On the flip side, the suspension can be slackened off to the point of adding an extra layer of sophistication to the kind of road manners you’d ordinarily expect of a Range Rover. Being the SV, that last five per cent of refinement is perhaps missing compared to a normal Range Rover, but it’s certainly less jarring than the SVR it replaces. Needless to say, it’ll also put in a shift on the rough stuff that rivals from Porsche, Aston Martin, and beyond likely couldn’t hope to replicate.
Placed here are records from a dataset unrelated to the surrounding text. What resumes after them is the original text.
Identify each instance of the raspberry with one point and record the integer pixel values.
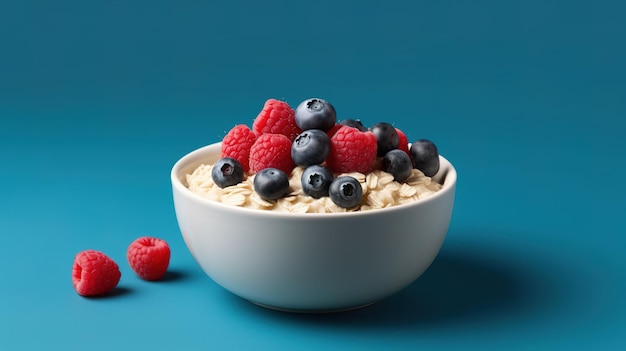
(403, 142)
(352, 151)
(149, 257)
(237, 143)
(334, 129)
(94, 273)
(277, 117)
(271, 150)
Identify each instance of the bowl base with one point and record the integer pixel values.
(313, 311)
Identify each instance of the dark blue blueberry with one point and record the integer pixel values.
(315, 114)
(425, 157)
(355, 123)
(316, 180)
(310, 147)
(271, 183)
(226, 172)
(398, 163)
(386, 137)
(345, 191)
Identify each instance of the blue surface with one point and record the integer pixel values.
(526, 98)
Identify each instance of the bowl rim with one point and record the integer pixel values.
(447, 172)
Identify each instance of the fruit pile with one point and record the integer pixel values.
(94, 273)
(310, 137)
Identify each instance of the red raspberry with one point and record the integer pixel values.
(277, 117)
(403, 142)
(94, 273)
(271, 150)
(237, 144)
(352, 151)
(334, 129)
(149, 257)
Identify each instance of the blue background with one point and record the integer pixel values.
(98, 99)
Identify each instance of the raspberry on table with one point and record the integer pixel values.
(94, 273)
(276, 117)
(271, 151)
(149, 257)
(237, 143)
(352, 151)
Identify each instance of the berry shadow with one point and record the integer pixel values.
(174, 275)
(460, 288)
(116, 292)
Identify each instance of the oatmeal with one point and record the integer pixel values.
(379, 191)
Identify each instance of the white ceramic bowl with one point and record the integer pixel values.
(311, 262)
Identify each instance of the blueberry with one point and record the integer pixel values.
(271, 183)
(345, 191)
(355, 123)
(315, 114)
(316, 180)
(398, 163)
(226, 172)
(310, 147)
(425, 157)
(386, 137)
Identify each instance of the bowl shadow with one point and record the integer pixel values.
(461, 287)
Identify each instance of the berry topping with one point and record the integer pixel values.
(316, 180)
(351, 151)
(276, 117)
(271, 183)
(271, 150)
(237, 144)
(226, 172)
(315, 114)
(94, 273)
(398, 163)
(403, 142)
(425, 157)
(311, 147)
(354, 123)
(386, 136)
(149, 257)
(345, 191)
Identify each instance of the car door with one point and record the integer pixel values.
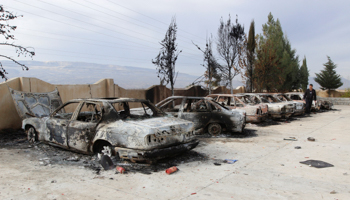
(82, 127)
(171, 106)
(58, 122)
(197, 111)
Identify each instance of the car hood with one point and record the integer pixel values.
(160, 122)
(29, 104)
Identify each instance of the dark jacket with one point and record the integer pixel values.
(310, 95)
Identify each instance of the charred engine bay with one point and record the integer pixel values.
(47, 155)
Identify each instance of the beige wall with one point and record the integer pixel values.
(101, 89)
(333, 93)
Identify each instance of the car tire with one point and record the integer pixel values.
(106, 162)
(32, 135)
(214, 129)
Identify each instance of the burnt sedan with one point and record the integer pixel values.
(276, 108)
(104, 125)
(206, 114)
(255, 112)
(299, 107)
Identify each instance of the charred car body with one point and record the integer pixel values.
(316, 106)
(93, 125)
(255, 113)
(205, 113)
(276, 108)
(299, 107)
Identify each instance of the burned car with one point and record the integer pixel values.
(319, 104)
(276, 108)
(299, 107)
(206, 114)
(104, 125)
(255, 113)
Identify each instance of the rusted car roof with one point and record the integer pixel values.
(30, 104)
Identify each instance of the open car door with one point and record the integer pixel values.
(29, 104)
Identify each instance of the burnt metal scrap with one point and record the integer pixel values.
(99, 125)
(276, 108)
(316, 106)
(255, 112)
(206, 114)
(299, 107)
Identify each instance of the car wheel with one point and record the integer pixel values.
(214, 129)
(32, 135)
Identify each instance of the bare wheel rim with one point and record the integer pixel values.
(107, 150)
(31, 135)
(214, 129)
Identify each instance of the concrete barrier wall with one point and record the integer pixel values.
(336, 101)
(101, 89)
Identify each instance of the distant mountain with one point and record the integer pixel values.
(88, 73)
(346, 83)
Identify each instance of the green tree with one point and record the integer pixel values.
(277, 66)
(268, 71)
(212, 78)
(290, 66)
(304, 75)
(229, 46)
(250, 56)
(166, 59)
(5, 30)
(328, 77)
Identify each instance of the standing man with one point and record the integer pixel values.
(309, 96)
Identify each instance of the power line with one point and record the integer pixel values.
(127, 17)
(75, 25)
(149, 17)
(96, 18)
(94, 9)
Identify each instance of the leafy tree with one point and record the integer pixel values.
(230, 42)
(250, 56)
(166, 59)
(290, 66)
(268, 71)
(212, 78)
(304, 75)
(277, 65)
(328, 78)
(6, 31)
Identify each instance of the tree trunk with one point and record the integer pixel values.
(230, 78)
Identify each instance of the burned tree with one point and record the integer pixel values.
(166, 59)
(250, 56)
(210, 64)
(5, 30)
(229, 46)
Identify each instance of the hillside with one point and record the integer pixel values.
(88, 73)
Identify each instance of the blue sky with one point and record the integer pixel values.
(128, 32)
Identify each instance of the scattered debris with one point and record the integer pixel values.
(171, 170)
(317, 163)
(291, 139)
(73, 159)
(106, 162)
(230, 161)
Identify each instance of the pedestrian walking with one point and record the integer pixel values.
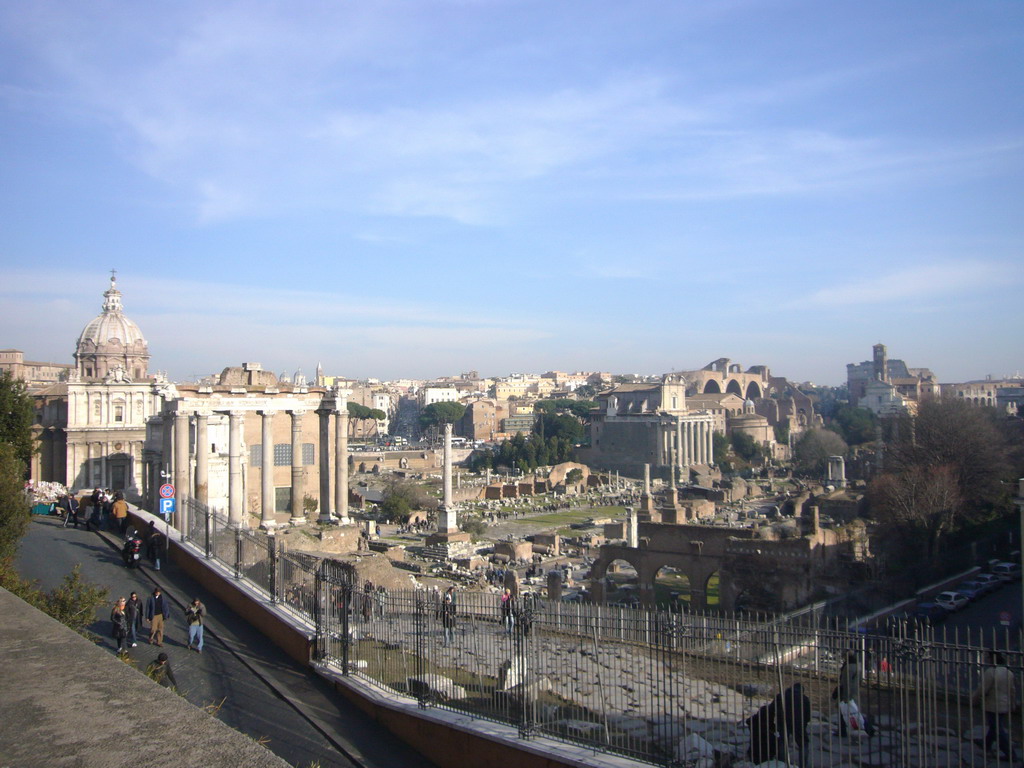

There is, of course, no need for a 635bhp, 2.5-ton SUV that’s as competent on track and the road as the SV is. But you can say that about so many cars, and the SV showcases technology that really does transform the driving experience for the better. Making such big cars more precise, and therefore easier to control and manage, has to be a good thing. And the Range Rover Sport SV is a very good thing indeed. 

Price and rivals  

Though the initial run of Edition 1 cars is spoken for, Range Rover has since announced the Sport SV Edition 2, which is available to order now with a selection of new options. Prices start from £174,545 and yes, that’s before the carbon wheels (£6900) and brakes (£7000) are added.

Against the £166,100, GT Package-equipped Porsche Cayenne Turbo E-Hybrid coupe that’s quite the jump, although Aston Martin’s new DBX S starts at £210,000 – it remains to be seen whether it retains the dynamic advantage the 707 enjoyed.